Tiga orang marbot masjid yang merangkap tukang adzan dan bagian pengumuman alias trio penguasa TOA sudah lama mendapatkan ide untuk membuat para santri tidak ketinggalan. Jika yang Abah Yai yang ngimami, maka salah satu anggota trio, yakni Cak Fatah, Cak Udin dan Kang Zuhda akan adzan dengan gaya dan nada Bayati namun jika Pak Ma'ruf, maka nada Hijazi yang dipakai. Cara ini efektif menekan angka santri kena ta'zir karena telat jamaah karena jika Pak Ma'ruf yang jadi imam, beliau akan meminta pengurus menyelot pagar-pagar stainless di teras masjid dari mana santri masuk. Jangan harap bisa ma'mum masbuq karena pagar akan berderit keras ketika terbuka.

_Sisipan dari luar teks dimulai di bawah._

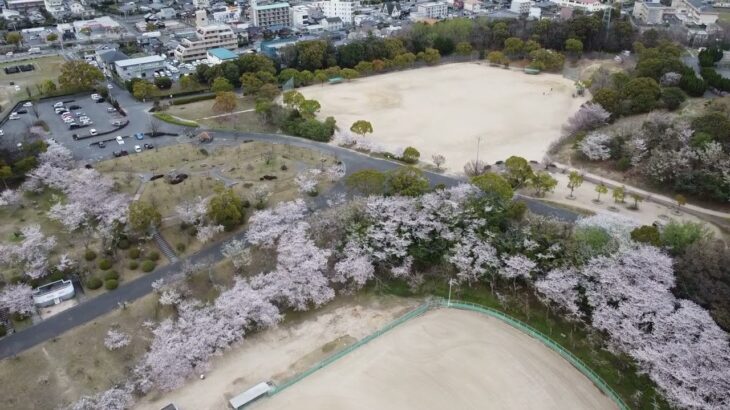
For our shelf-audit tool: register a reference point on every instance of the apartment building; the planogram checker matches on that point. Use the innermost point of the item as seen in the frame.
(207, 36)
(275, 15)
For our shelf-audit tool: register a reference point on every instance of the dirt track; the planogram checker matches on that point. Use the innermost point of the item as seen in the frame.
(447, 359)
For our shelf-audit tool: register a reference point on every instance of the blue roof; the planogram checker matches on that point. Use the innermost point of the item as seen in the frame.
(223, 53)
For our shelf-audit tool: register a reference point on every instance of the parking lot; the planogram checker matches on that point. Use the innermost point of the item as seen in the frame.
(85, 146)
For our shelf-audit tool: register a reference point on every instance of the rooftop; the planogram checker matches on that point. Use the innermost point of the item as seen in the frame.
(222, 53)
(140, 60)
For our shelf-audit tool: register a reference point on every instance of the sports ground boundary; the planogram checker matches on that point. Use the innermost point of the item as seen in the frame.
(461, 305)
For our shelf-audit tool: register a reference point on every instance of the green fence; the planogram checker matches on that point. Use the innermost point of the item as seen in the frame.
(524, 327)
(333, 358)
(456, 304)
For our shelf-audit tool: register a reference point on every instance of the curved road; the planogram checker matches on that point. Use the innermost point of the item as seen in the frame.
(130, 291)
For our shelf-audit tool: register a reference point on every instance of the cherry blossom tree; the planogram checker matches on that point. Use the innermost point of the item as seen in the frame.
(265, 227)
(116, 339)
(595, 146)
(299, 279)
(17, 298)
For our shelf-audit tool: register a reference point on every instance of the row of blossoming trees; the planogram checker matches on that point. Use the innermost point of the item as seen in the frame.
(593, 273)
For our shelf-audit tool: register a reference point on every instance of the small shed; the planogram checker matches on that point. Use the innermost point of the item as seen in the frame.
(250, 395)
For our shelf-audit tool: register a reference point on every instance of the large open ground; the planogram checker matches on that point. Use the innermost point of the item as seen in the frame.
(444, 109)
(446, 359)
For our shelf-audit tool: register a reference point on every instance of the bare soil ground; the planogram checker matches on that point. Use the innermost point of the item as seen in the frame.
(446, 359)
(445, 109)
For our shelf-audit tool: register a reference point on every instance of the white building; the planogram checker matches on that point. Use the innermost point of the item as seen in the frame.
(343, 9)
(274, 15)
(53, 293)
(432, 10)
(142, 67)
(520, 6)
(208, 36)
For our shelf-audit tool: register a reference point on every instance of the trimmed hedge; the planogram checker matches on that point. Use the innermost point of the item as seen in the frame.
(93, 283)
(105, 264)
(112, 274)
(89, 255)
(111, 284)
(148, 266)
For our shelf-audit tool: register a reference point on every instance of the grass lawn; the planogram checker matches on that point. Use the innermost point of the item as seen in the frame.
(45, 68)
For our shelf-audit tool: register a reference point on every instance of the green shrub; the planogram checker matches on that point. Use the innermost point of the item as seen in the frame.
(123, 244)
(93, 283)
(105, 264)
(112, 274)
(89, 255)
(148, 266)
(111, 284)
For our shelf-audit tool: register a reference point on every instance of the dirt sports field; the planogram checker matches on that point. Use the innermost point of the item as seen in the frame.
(442, 110)
(446, 359)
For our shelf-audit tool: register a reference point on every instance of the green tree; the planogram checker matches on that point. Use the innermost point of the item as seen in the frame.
(619, 193)
(349, 74)
(361, 127)
(143, 90)
(464, 49)
(309, 108)
(188, 82)
(491, 182)
(646, 234)
(366, 182)
(496, 58)
(410, 155)
(78, 75)
(601, 189)
(293, 99)
(406, 181)
(543, 182)
(575, 179)
(574, 47)
(513, 47)
(250, 83)
(221, 84)
(518, 171)
(226, 208)
(143, 216)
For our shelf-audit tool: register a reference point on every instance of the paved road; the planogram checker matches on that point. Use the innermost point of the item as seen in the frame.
(106, 302)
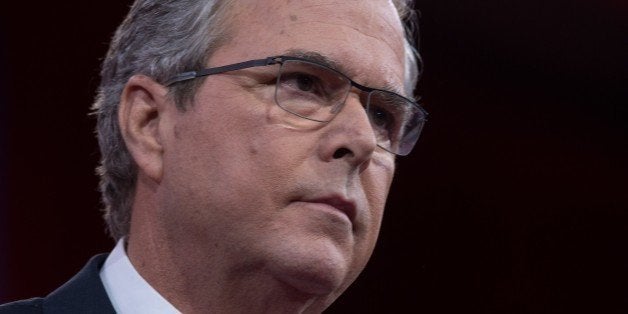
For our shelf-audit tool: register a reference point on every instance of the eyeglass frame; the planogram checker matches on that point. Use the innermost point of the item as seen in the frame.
(189, 75)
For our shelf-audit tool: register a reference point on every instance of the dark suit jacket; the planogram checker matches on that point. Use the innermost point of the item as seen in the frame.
(84, 293)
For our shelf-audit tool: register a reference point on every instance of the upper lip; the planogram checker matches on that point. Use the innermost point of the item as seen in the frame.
(339, 202)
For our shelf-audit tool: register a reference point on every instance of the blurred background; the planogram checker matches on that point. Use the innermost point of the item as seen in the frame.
(515, 200)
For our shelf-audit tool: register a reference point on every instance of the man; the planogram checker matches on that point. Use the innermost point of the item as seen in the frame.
(247, 152)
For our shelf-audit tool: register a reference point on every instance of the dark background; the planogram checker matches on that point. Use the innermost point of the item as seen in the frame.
(514, 201)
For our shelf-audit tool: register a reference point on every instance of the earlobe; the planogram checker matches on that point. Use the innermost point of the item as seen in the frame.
(142, 106)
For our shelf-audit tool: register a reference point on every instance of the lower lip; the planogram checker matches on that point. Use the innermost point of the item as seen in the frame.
(327, 209)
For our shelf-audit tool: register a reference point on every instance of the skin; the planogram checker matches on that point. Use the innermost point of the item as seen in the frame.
(236, 206)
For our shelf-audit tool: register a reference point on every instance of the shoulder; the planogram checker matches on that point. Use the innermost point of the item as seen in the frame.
(84, 293)
(29, 306)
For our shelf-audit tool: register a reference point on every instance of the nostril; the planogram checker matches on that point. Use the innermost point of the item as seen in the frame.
(341, 152)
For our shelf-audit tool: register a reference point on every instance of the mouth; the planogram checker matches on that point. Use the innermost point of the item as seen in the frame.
(338, 202)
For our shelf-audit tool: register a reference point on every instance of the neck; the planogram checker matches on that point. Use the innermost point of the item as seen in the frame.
(207, 280)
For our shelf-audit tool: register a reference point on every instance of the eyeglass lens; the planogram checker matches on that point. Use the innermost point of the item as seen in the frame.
(318, 93)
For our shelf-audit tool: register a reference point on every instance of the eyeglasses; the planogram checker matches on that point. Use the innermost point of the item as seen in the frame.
(318, 92)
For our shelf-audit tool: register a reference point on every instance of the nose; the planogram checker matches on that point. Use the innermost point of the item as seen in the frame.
(349, 136)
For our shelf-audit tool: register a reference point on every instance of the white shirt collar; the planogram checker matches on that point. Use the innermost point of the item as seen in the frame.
(127, 290)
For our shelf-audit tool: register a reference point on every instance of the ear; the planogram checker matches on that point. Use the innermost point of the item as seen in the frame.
(142, 105)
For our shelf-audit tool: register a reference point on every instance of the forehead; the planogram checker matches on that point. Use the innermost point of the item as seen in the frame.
(364, 38)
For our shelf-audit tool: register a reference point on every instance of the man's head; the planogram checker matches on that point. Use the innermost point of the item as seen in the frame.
(216, 172)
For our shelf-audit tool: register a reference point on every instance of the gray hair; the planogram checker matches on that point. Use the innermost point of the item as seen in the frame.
(159, 38)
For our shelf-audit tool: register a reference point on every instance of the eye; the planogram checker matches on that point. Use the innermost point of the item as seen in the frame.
(303, 82)
(381, 117)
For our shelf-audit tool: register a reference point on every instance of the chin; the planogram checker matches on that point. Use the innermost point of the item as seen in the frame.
(319, 268)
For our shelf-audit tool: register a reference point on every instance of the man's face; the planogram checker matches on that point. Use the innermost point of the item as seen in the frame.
(259, 189)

Ketika sang imam muncul di halaman masjid, sontak para santri merapatkan shaf sementara yang berjalan disekitar beliau segera berlarian ke masjid, menuju ruang utama. Di teras hanya ada para santri pengurus, munkar-nakir kawe, melambaikan tangan menyuruh santri-santri yang masih tertinggal untuk mempercepat langkah.